Courtesy of Alaska Dispatch:
A highly paid attorney who earned more than $850,000 working on Alaska’s proposed gas pipeline project no longer works for the state and is unlikely to return, Gov. Bill Walker said Friday.
Rigdon Boykin, a commercial attorney, earned up to $120,000 monthly working as a negotiator for the state before his contract with the Alaska Gasline Development Corp. was terminated Nov. 30.
Boykin was paid $750,000 by the corporation, plus another $100,000 by Walker’s office under a separate contract.
In an interview Friday morning, Walker said the state had “changed up the team a bit.”

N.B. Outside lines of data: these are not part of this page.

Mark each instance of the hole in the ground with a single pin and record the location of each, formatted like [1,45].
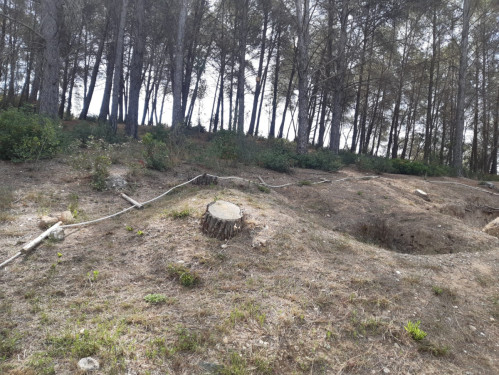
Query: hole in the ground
[421,234]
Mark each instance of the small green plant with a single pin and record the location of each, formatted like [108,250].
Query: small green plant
[93,276]
[186,212]
[236,365]
[187,341]
[155,299]
[25,135]
[264,189]
[437,290]
[8,344]
[155,153]
[185,276]
[434,349]
[414,330]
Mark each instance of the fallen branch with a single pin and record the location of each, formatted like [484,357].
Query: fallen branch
[460,184]
[131,200]
[40,238]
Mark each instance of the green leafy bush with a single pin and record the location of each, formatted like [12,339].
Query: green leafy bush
[28,136]
[155,299]
[155,153]
[323,160]
[225,146]
[414,330]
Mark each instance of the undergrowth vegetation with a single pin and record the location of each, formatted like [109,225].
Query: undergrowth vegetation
[25,135]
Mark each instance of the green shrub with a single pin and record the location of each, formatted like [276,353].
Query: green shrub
[28,136]
[276,161]
[225,146]
[155,153]
[155,299]
[8,345]
[185,276]
[414,330]
[323,160]
[374,164]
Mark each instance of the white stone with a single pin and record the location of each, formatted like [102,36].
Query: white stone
[88,364]
[422,194]
[58,234]
[492,228]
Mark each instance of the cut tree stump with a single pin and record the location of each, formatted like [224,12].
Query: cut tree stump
[222,220]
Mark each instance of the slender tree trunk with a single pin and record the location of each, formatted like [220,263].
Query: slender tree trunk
[457,154]
[276,83]
[259,77]
[288,94]
[339,91]
[118,67]
[51,16]
[302,19]
[132,120]
[243,31]
[95,72]
[177,115]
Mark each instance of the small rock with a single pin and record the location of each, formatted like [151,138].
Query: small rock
[47,221]
[66,217]
[422,194]
[58,234]
[116,182]
[88,364]
[492,228]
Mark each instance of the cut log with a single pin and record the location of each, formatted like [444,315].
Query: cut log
[206,180]
[131,200]
[222,220]
[40,238]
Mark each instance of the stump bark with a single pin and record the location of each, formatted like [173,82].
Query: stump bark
[222,220]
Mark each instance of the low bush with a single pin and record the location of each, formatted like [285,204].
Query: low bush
[27,136]
[155,153]
[323,160]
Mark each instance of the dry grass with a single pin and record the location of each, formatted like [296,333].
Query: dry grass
[310,300]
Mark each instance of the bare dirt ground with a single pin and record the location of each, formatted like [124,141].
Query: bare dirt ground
[322,280]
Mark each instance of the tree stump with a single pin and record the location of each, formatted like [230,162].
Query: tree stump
[222,220]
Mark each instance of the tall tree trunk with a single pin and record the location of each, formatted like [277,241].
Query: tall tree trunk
[259,77]
[118,67]
[429,105]
[339,89]
[132,120]
[95,72]
[457,153]
[177,114]
[51,16]
[243,31]
[302,19]
[288,94]
[276,82]
[495,142]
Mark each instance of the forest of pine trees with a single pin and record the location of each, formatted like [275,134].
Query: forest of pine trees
[409,79]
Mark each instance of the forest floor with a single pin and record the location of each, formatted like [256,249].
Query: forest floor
[322,280]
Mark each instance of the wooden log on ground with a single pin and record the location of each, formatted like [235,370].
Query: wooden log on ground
[205,180]
[222,220]
[131,200]
[40,238]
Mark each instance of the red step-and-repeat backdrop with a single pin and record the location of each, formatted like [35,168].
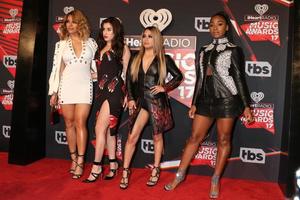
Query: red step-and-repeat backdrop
[261,28]
[10,23]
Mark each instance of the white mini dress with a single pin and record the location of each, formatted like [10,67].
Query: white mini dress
[76,86]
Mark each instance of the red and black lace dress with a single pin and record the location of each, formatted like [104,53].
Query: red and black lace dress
[110,87]
[157,105]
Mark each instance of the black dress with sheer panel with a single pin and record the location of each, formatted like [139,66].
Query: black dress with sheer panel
[110,87]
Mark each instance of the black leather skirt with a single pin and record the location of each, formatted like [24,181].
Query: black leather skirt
[229,107]
[209,105]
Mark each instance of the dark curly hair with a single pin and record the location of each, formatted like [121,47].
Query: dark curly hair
[118,40]
[224,15]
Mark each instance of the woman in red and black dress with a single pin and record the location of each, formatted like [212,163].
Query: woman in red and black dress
[148,99]
[112,59]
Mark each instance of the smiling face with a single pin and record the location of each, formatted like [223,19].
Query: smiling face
[108,32]
[147,39]
[71,25]
[218,26]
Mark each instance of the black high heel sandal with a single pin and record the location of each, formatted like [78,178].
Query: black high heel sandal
[215,182]
[113,171]
[74,160]
[123,183]
[81,166]
[154,178]
[94,174]
[180,176]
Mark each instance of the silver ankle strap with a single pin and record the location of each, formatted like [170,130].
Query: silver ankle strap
[180,175]
[215,179]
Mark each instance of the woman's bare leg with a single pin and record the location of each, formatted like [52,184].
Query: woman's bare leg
[224,128]
[80,115]
[68,111]
[200,127]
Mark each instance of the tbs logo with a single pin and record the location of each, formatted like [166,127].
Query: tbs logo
[258,68]
[252,155]
[202,24]
[60,137]
[147,146]
[6,131]
[9,61]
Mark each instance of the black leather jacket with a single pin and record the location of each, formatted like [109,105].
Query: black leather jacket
[227,64]
[158,105]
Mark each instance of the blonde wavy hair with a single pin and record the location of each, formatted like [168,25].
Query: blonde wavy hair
[159,53]
[83,25]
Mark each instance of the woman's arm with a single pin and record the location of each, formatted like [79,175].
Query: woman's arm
[125,61]
[237,70]
[175,72]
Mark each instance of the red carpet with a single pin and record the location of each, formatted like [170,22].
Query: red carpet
[48,179]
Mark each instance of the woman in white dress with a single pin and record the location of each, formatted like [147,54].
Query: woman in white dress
[70,83]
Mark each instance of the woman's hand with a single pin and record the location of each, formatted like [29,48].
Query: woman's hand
[53,100]
[157,89]
[192,111]
[125,103]
[248,115]
[131,106]
[94,76]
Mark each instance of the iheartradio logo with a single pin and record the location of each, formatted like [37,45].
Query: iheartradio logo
[68,9]
[261,8]
[13,12]
[160,19]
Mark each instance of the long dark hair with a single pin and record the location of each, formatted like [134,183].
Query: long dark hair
[228,33]
[118,40]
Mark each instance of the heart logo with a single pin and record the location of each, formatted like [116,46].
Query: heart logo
[11,84]
[161,19]
[13,12]
[68,9]
[261,8]
[257,96]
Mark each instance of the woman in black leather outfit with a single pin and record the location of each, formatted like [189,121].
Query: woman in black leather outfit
[220,94]
[148,99]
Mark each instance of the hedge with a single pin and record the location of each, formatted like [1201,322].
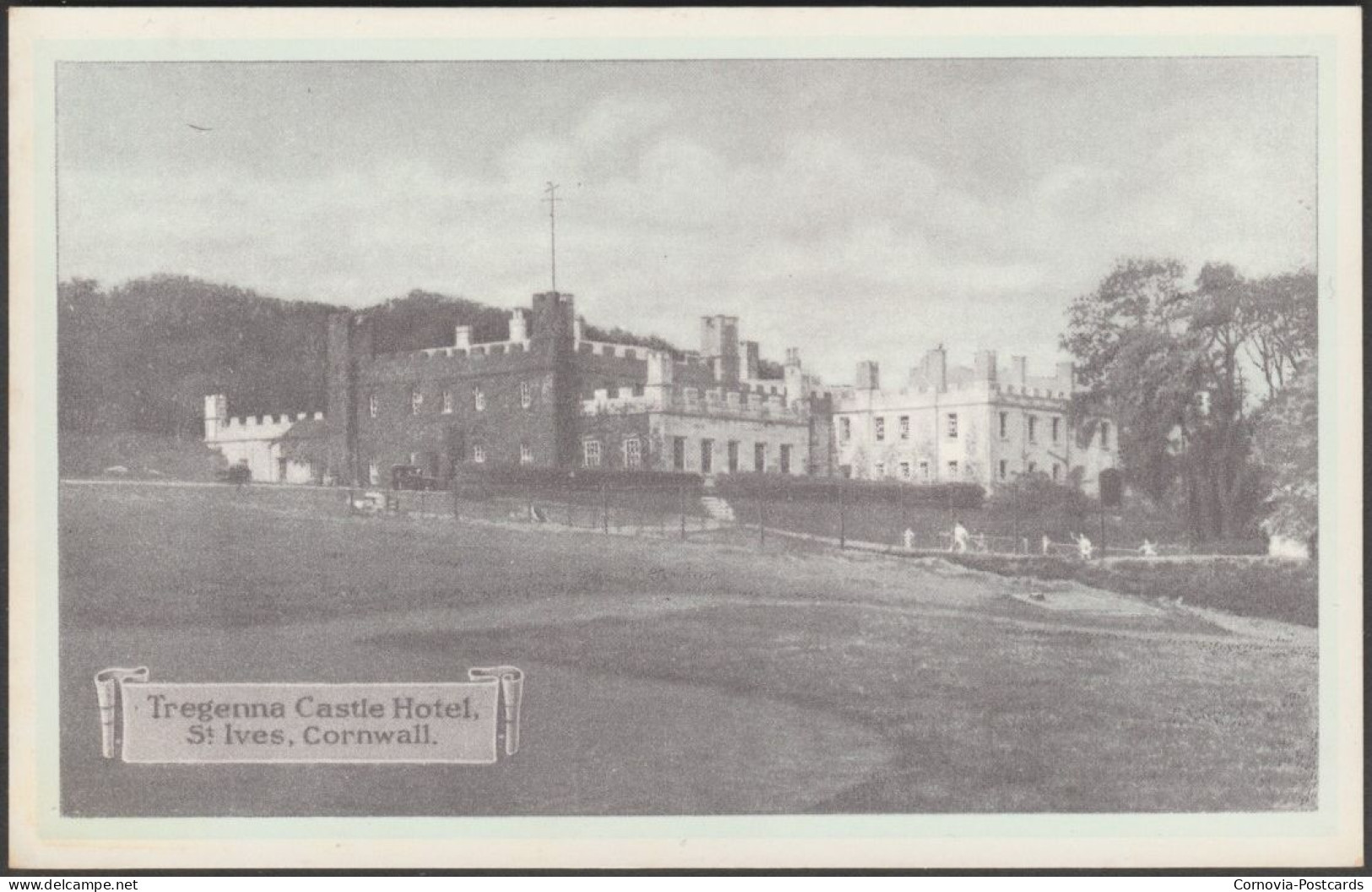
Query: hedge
[854,492]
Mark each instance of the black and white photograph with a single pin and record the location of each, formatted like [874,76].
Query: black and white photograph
[700,437]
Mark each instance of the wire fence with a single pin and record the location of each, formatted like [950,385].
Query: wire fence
[684,511]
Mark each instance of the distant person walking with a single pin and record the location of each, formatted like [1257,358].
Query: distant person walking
[959,538]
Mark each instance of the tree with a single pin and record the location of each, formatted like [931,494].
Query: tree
[1286,446]
[1280,321]
[1167,362]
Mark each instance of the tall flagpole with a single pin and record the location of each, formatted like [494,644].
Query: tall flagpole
[552,226]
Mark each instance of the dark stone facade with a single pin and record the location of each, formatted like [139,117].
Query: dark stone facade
[508,402]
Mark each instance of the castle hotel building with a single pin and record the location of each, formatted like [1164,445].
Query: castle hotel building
[548,397]
[983,424]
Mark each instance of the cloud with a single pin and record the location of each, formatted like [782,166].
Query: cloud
[849,230]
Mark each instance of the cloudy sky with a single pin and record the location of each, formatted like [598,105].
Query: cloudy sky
[852,209]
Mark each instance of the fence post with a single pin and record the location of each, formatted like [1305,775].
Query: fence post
[1014,515]
[762,520]
[904,514]
[843,516]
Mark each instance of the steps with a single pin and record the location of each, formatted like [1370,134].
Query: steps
[718,508]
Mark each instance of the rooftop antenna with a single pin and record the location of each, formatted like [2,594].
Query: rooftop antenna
[552,226]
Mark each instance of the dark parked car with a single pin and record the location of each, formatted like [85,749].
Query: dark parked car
[237,474]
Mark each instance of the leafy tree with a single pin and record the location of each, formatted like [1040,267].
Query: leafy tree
[1288,446]
[1280,321]
[1167,362]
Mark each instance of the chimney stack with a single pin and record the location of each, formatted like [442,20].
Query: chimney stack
[936,369]
[519,325]
[869,376]
[987,367]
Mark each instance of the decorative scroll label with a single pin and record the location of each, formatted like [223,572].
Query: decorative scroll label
[447,722]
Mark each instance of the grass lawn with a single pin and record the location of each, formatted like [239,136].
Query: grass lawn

The article goes on to quote Walker's defense of Boykin's work, and his claim that the state "got it's money's worth" out of Boykin
Bullshit!
The evidence for that, according to Governor Walker, is a commitment from BP and ConocoPhilips that IF a pipeline were constructed they would negotiate sales of the gas. That's like promising to build a stable for my unicorn once I capture it.
Never gonna happen.
I have been hearing about this fabled natural gas pipeline for almost forty years now.
I have also heard that Jesus is coming back.
I assume both of these events will take place on the same day.
Our dearly departed friend Joe McGinnis wrote perhaps the definitive argument for why there will never be a gas pipeline in his article Pipe Dreams:
The first thing I learned about the pipeline was that the reason nobody had built it in 30 years was that nobody could have made any money by doing so. Here’s how it works: You decide to build a pipeline to carry gas from Point A to Point B, and you spend a couple of years scoping out a route and putting together a cost estimate. Then you have what in the gas business is called an open season, when you try to persuade whoever has gas to commit in advance to shipping it through your pipeline for, let’s say, 25 years. Once you’ve signed up your shippers, you go to a bank, and the bank loans you the money you need to build the pipeline. Once you have your financing, you go to the Federal Energy Regulatory Commission in Washington and ask for a permit. They check your shipping commitments, your financing, and about a zillion other things, and if they like the way things look, they issue the permit. Then you build the line, and the gas starts to flow and keeps flowing for 25 years or more, and everybody makes a ton of money.
But with natural gas selling for less than $2 per million British thermal units, or MMBtu—which it had been for about 50 years—there was no way to make money building a $40 billion pipeline to carry it all the way from the North Slope of the Brooks Range in Alaska to Chicago, or Green Bay, Wisconsin, or Burnt Chitlin, Louisiana. Only in the past 10 years did the price climb above $3 per MMBtu, the lowest possible number at which an Alaskan pipeline might be feasible, according to experts in the natural-gas sector. (After spiking to more than $12 last summer, by February gas was down to about $4.75.)
Currently natural gas prices are at around 2.8 and the market is essentially saturated, which means there is NO demand for more natural gas pipelines.
That is just a lie they tell to the Alaskan men, much like "Yes I think back hair DOES make you look sexy."
Well I for one am tired of hearing this particular line of bullshit, and now that I hear how much this Boykin guy earned from sitting on his ass thinking up reasons to get paid, I am even MORE tired of it.
Alaska cuts lose incredibly expensive natural gas pipeline consultant.